America-phile
May 3, 2006
"He who knows only his own side of a case knows little of that"
John Stuart Mill, On Liberty 1859
I moved heaven and earth to come to the United States as a resident and set up a business here. Like most converts to a cause, I am at least as passionate as many who are born to it. An America-phile, I feel at home in this land of drive, idealism and the will to succeed. I feel good to be participating in the country whose policies and actions have, at this moment in history, the greatest power to shape the world. And I like being in a nation that is or has a center of excellence in almost all fields of human endeavor.
When I arrived in the U.S. in 2004, I wasn't sure of what I would do. I had a "plan" for a property investment company a field in which I had dabbled in Britain, but I wasn't too sure of how I was going to make a success with so little starting capital. Nevertheless, I knew I wanted to live life large, no matter how I was going to make that happen, and so came to this country that is known for "large" and for the cliché that has moved millions the American Dream.
Soon after I arrived, my most important reason for being here became clear.
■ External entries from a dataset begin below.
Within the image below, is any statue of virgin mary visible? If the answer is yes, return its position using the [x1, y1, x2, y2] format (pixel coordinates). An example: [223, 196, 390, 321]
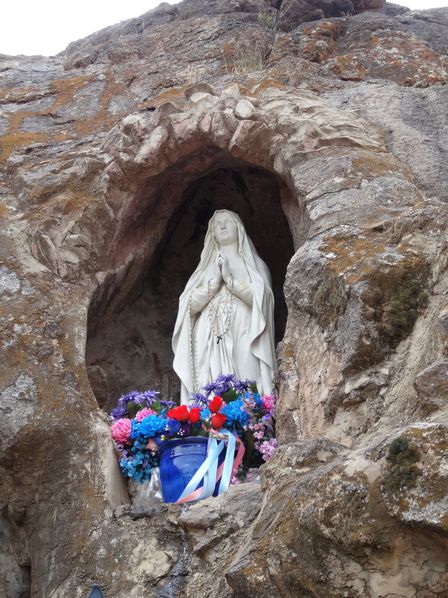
[172, 210, 276, 404]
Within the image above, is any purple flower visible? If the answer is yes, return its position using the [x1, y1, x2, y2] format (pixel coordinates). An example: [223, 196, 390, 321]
[134, 390, 159, 407]
[203, 382, 218, 394]
[233, 379, 255, 393]
[159, 401, 176, 407]
[118, 390, 140, 405]
[190, 392, 208, 407]
[110, 405, 128, 420]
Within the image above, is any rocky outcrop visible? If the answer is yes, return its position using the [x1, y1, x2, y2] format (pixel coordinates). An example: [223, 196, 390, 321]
[0, 0, 448, 598]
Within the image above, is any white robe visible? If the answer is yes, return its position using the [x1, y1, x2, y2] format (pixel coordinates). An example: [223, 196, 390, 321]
[173, 210, 276, 404]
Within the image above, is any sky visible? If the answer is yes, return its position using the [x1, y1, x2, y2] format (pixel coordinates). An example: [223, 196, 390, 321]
[0, 0, 448, 56]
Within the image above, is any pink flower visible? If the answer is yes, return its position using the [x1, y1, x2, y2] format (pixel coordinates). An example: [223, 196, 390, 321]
[135, 407, 157, 422]
[110, 417, 132, 444]
[259, 438, 278, 461]
[261, 395, 276, 413]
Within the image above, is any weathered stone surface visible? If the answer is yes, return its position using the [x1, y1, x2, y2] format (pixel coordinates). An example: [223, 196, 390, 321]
[0, 0, 448, 598]
[414, 361, 448, 412]
[226, 436, 447, 597]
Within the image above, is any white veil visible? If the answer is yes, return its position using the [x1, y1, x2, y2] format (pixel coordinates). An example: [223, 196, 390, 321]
[172, 210, 276, 394]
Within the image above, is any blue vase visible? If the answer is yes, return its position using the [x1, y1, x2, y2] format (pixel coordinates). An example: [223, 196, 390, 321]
[159, 436, 208, 502]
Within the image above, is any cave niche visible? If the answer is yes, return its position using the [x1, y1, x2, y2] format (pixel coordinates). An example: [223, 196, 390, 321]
[86, 161, 294, 412]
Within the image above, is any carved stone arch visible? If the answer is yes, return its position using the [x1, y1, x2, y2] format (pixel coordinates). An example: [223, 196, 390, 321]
[82, 85, 390, 418]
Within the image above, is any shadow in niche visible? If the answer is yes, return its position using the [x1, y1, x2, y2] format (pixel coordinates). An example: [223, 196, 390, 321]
[86, 166, 294, 411]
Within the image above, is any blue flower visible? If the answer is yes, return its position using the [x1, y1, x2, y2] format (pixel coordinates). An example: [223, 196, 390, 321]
[110, 405, 128, 420]
[118, 390, 140, 406]
[233, 380, 255, 393]
[201, 408, 211, 419]
[221, 399, 250, 428]
[190, 392, 208, 407]
[131, 415, 168, 439]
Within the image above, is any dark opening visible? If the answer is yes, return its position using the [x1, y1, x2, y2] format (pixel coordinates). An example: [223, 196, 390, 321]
[86, 166, 294, 411]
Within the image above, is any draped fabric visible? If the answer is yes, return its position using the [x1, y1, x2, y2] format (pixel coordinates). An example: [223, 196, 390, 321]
[172, 210, 276, 403]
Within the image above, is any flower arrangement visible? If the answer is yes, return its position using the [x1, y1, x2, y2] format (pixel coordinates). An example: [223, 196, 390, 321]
[111, 374, 277, 482]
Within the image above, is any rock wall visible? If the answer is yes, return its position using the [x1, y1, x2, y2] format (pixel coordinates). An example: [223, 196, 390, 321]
[0, 0, 448, 598]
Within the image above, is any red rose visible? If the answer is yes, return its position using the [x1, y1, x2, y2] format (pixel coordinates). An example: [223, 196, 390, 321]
[168, 405, 189, 422]
[208, 397, 224, 413]
[211, 413, 227, 430]
[190, 407, 201, 424]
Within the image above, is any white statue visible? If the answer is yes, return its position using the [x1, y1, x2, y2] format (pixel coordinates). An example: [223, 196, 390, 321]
[173, 210, 276, 404]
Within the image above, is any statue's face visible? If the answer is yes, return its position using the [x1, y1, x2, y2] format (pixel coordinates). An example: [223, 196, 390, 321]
[213, 214, 238, 245]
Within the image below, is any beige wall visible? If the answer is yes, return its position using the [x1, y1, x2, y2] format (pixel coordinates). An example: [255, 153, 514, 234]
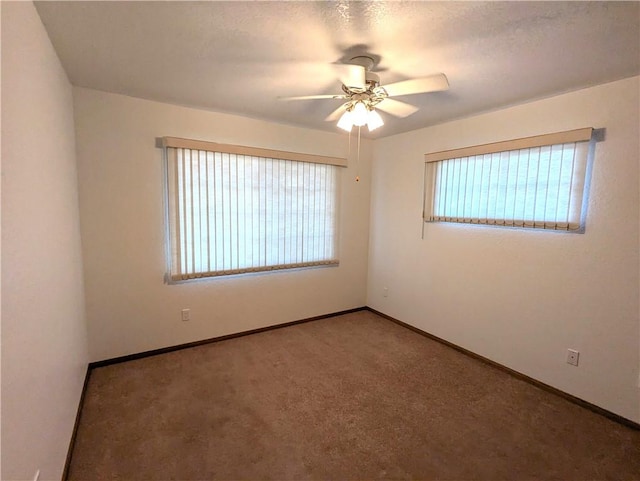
[74, 88, 371, 361]
[2, 2, 88, 480]
[367, 77, 640, 422]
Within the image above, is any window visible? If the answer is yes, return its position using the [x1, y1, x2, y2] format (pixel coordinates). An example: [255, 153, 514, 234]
[424, 128, 593, 232]
[163, 137, 346, 281]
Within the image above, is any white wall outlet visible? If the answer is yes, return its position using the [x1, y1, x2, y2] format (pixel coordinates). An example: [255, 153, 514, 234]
[567, 349, 580, 366]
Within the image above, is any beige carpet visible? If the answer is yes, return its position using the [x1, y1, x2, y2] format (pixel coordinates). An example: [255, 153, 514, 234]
[69, 311, 640, 481]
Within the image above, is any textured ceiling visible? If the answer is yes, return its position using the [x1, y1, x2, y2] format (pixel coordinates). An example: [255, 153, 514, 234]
[36, 1, 640, 137]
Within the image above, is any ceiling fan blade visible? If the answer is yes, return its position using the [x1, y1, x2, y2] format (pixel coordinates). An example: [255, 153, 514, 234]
[278, 95, 346, 100]
[382, 73, 449, 97]
[376, 98, 419, 117]
[334, 64, 367, 90]
[324, 104, 346, 122]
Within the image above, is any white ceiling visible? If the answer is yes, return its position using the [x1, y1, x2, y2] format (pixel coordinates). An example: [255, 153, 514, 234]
[36, 1, 640, 137]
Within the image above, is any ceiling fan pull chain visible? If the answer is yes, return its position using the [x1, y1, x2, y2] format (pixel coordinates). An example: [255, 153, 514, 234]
[356, 125, 361, 182]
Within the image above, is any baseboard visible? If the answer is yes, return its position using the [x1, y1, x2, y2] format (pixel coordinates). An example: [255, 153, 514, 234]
[62, 366, 91, 481]
[89, 307, 367, 370]
[366, 306, 640, 431]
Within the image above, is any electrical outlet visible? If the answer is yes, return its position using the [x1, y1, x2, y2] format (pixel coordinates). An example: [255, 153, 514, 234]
[567, 349, 580, 366]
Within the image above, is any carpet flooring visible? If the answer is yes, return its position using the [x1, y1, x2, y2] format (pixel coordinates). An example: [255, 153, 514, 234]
[68, 311, 640, 481]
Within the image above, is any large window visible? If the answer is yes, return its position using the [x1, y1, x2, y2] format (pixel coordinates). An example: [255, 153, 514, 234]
[424, 128, 592, 232]
[163, 137, 345, 281]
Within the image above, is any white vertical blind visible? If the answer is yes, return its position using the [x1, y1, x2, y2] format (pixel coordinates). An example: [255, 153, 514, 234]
[424, 141, 589, 232]
[166, 147, 339, 281]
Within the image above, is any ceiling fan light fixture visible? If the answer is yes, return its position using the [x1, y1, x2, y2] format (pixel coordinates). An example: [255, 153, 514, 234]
[367, 107, 384, 132]
[352, 101, 369, 127]
[338, 110, 353, 132]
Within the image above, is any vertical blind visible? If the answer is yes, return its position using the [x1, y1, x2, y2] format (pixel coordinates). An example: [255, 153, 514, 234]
[424, 129, 591, 232]
[166, 139, 339, 281]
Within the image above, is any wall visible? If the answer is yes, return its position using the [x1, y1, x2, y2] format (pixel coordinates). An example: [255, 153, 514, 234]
[74, 88, 371, 361]
[367, 77, 640, 422]
[2, 2, 88, 480]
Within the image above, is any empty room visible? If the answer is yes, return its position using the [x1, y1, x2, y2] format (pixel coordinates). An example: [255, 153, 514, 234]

I had the inspiration with a good friend of mine, Will Kern, to launch a Web site, www.watchingamerica.com, that would translate foreign news about the United States, to enable Americans to see what the rest of the world thinks about their country.
Watching America was in part born out of observations made during my many visits to my then-girlfriend in California soon after 9/11. After turning on the TV here and being frustrated by the lack (with the exception of C-Span) of unpackaged news, rather than what appeared to be highly positioned and American-centric infotainment, I found a couple of bookstores where I'd go to read various foreign newspapers to catch up on the rest of the world and global (rather than national) perspectives on the day's issues. Ironically, it was only in California that I really discovered Britain's press. At the same time, of course, I'd see book after book that indicated America's new introspection and desire to find its place in the world motivated in part by the cultural need to work out why the Towers fell, and why, perhaps more importantly, America was so surprised when they did. The Jacuzzi in the condo complex was the perfect place to read up and educate myself Orange county style on the United States, and indeed, global politics.
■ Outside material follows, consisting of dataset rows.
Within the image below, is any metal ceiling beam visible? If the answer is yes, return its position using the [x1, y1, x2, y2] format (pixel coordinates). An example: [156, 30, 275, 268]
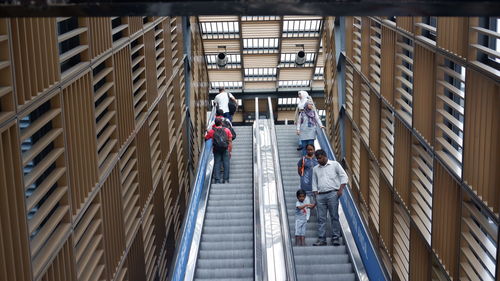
[209, 90, 324, 100]
[311, 17, 326, 82]
[0, 0, 500, 17]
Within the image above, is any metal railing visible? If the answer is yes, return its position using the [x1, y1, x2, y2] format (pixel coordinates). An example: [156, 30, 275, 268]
[316, 109, 389, 281]
[170, 108, 215, 281]
[267, 97, 297, 281]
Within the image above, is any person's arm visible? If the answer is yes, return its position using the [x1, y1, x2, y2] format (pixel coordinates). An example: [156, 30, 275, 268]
[225, 128, 233, 153]
[297, 113, 302, 135]
[335, 162, 349, 197]
[205, 129, 214, 140]
[312, 168, 318, 195]
[314, 111, 325, 128]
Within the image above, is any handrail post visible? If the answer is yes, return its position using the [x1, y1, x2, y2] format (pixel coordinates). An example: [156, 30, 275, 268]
[267, 97, 297, 281]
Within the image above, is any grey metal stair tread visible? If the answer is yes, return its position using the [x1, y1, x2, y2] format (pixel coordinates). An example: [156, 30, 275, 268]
[198, 247, 253, 259]
[200, 240, 253, 249]
[201, 233, 253, 242]
[297, 273, 356, 281]
[195, 267, 253, 279]
[196, 259, 253, 270]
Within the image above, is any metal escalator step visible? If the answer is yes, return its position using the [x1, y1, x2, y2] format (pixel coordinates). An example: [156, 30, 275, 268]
[204, 219, 249, 228]
[203, 222, 253, 234]
[201, 233, 253, 242]
[294, 253, 349, 265]
[200, 239, 253, 249]
[196, 259, 253, 270]
[295, 262, 353, 275]
[198, 247, 253, 260]
[195, 267, 253, 280]
[207, 205, 253, 213]
[297, 273, 356, 281]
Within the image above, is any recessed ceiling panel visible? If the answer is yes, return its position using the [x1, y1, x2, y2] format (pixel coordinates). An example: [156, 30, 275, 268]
[278, 67, 313, 80]
[203, 39, 240, 52]
[241, 21, 280, 38]
[208, 69, 243, 81]
[243, 54, 278, 68]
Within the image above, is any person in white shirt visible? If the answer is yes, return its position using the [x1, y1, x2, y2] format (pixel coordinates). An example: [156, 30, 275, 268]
[312, 149, 348, 246]
[295, 91, 312, 150]
[214, 87, 237, 122]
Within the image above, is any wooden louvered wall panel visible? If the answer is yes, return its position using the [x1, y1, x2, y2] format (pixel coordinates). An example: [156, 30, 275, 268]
[410, 225, 431, 281]
[88, 17, 112, 60]
[40, 239, 76, 281]
[463, 70, 500, 217]
[120, 140, 141, 247]
[0, 17, 208, 281]
[136, 123, 153, 212]
[413, 43, 436, 145]
[113, 46, 135, 148]
[127, 227, 146, 280]
[379, 177, 393, 256]
[0, 19, 16, 123]
[380, 26, 396, 105]
[62, 72, 98, 215]
[73, 197, 105, 281]
[394, 119, 412, 209]
[370, 92, 381, 161]
[128, 17, 144, 37]
[56, 17, 90, 80]
[10, 18, 61, 105]
[130, 35, 148, 125]
[396, 17, 413, 33]
[432, 161, 461, 279]
[0, 122, 31, 281]
[19, 92, 71, 279]
[92, 55, 118, 177]
[100, 166, 125, 280]
[437, 17, 469, 58]
[144, 29, 158, 106]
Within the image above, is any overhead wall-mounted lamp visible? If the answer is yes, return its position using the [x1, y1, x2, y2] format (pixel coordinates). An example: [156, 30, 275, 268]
[217, 46, 227, 68]
[295, 44, 306, 66]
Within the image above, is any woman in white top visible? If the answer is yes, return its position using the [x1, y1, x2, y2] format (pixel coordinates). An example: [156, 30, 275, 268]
[297, 101, 324, 155]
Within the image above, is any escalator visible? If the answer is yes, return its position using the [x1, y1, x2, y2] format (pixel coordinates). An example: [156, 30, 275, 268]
[275, 125, 356, 281]
[194, 126, 254, 280]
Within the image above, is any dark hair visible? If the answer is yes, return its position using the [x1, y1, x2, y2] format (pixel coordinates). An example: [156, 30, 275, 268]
[297, 189, 306, 198]
[214, 118, 222, 127]
[314, 149, 328, 158]
[306, 143, 315, 149]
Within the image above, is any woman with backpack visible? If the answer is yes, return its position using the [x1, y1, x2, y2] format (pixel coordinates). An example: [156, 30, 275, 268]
[205, 118, 233, 183]
[297, 101, 324, 155]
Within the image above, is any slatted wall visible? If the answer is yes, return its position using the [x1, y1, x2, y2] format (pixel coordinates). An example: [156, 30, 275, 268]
[324, 17, 500, 281]
[0, 17, 208, 281]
But just as you can't feel the ground from looking at a map, you can't understand the "other" simply by reading about it or by listening to the postulations and pronouncements of pundits on your favorite news channel. WatchingAmerica therefore fills a "gaping niche:" its visitors get to look straight into the minds of non-Americans friends and foes who, in many cases, are affected more by American policy than are Americans themselves. Of course, translations of news and views published about America by our friends and enemies often reveal the real sentiments that are carefully obscured by the English-language output from those countries, especially constructed for the West's consumption.
The first thing that a visitor to Watching America will notice is that the world doesn't have much good to say about the United States. That surprises no one. In fact, no more than 5 percent of such articles are positive. Of the rest, most are negative, with the others neutral.
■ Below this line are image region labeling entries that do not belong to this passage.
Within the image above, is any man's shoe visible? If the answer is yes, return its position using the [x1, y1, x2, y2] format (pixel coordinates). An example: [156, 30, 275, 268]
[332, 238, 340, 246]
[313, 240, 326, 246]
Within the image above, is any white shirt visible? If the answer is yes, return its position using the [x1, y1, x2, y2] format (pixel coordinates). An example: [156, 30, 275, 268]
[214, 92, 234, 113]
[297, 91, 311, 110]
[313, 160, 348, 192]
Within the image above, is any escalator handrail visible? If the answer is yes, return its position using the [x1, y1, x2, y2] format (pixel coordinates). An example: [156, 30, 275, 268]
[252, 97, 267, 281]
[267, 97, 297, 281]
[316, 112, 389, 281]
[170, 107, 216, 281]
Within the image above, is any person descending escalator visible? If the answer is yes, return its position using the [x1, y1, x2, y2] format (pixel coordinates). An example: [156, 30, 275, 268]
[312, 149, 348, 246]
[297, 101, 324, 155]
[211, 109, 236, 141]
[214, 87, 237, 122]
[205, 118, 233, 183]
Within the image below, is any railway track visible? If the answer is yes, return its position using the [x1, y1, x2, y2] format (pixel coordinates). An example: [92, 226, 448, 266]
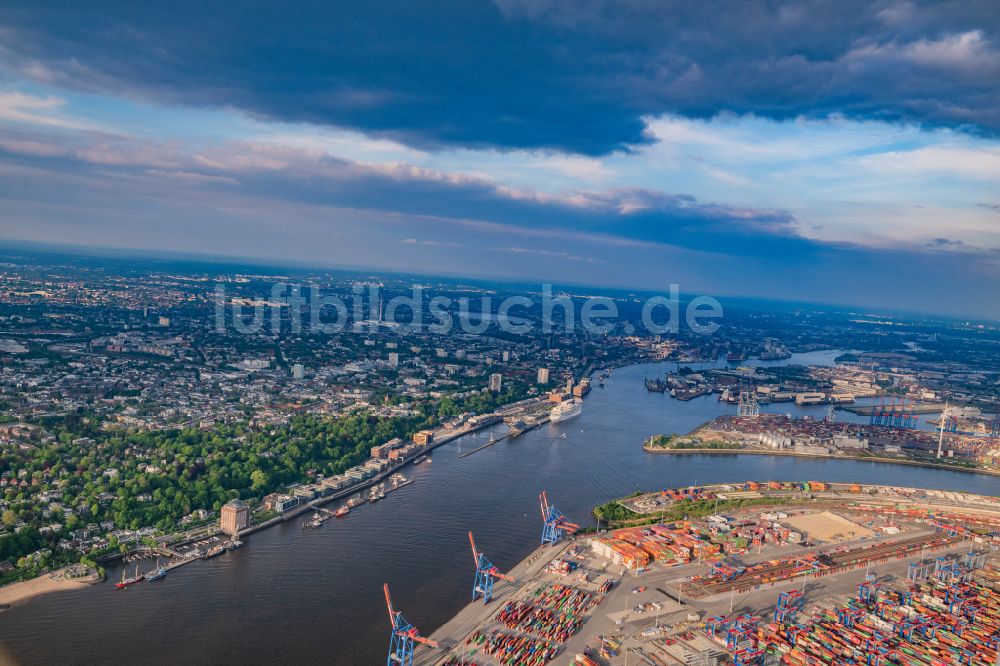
[685, 533, 963, 598]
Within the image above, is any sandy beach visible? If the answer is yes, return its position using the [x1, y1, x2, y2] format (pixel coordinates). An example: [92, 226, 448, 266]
[0, 568, 97, 610]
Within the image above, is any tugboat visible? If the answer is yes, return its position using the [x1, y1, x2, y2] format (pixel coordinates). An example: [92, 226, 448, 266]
[302, 513, 323, 529]
[146, 567, 167, 581]
[115, 564, 144, 590]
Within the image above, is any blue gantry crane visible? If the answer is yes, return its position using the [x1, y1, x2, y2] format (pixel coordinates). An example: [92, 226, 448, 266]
[469, 532, 514, 604]
[538, 490, 580, 546]
[382, 583, 438, 666]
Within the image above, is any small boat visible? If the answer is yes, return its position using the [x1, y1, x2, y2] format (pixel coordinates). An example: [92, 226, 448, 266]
[302, 512, 323, 529]
[115, 564, 143, 590]
[146, 567, 167, 580]
[144, 558, 167, 580]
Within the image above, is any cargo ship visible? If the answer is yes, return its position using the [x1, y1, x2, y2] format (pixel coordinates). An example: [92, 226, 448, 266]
[389, 473, 413, 490]
[115, 564, 144, 590]
[645, 377, 667, 393]
[549, 400, 583, 423]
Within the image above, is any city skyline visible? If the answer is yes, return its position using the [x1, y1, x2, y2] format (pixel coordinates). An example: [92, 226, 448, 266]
[0, 2, 1000, 319]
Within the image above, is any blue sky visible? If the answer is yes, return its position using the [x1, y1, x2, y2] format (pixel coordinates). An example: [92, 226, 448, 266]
[0, 0, 1000, 319]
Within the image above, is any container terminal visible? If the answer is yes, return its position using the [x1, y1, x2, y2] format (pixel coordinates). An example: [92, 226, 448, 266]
[387, 481, 1000, 666]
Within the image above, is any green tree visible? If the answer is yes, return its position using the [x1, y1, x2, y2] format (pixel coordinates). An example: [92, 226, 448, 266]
[250, 469, 270, 490]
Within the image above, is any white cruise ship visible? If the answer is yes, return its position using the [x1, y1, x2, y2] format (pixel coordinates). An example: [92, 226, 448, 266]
[549, 400, 583, 423]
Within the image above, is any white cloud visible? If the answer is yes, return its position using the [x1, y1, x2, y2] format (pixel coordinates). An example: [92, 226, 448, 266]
[857, 146, 1000, 179]
[0, 91, 105, 130]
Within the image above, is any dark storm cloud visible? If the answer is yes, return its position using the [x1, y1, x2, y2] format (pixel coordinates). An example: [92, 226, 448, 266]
[0, 0, 1000, 154]
[0, 124, 812, 256]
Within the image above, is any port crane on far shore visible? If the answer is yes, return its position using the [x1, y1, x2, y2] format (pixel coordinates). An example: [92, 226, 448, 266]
[382, 583, 438, 666]
[469, 532, 514, 604]
[538, 490, 580, 546]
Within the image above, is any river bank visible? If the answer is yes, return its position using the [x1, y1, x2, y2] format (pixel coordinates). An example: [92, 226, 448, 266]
[642, 444, 1000, 476]
[7, 355, 997, 666]
[0, 565, 101, 610]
What is it about the American nation, people or culture that has led the United States to become, according to most surveys and op-eds from around the world, the country some love to hate, and to others, simply global enemy No. 1? My contribution to Border Talk will seek to address this question not by rehashing global issues, about which so much is written daily, but by offering some thoughts on the meaning of "American" and issues of American identity that place it apart in good ways and bad from the rest of the world.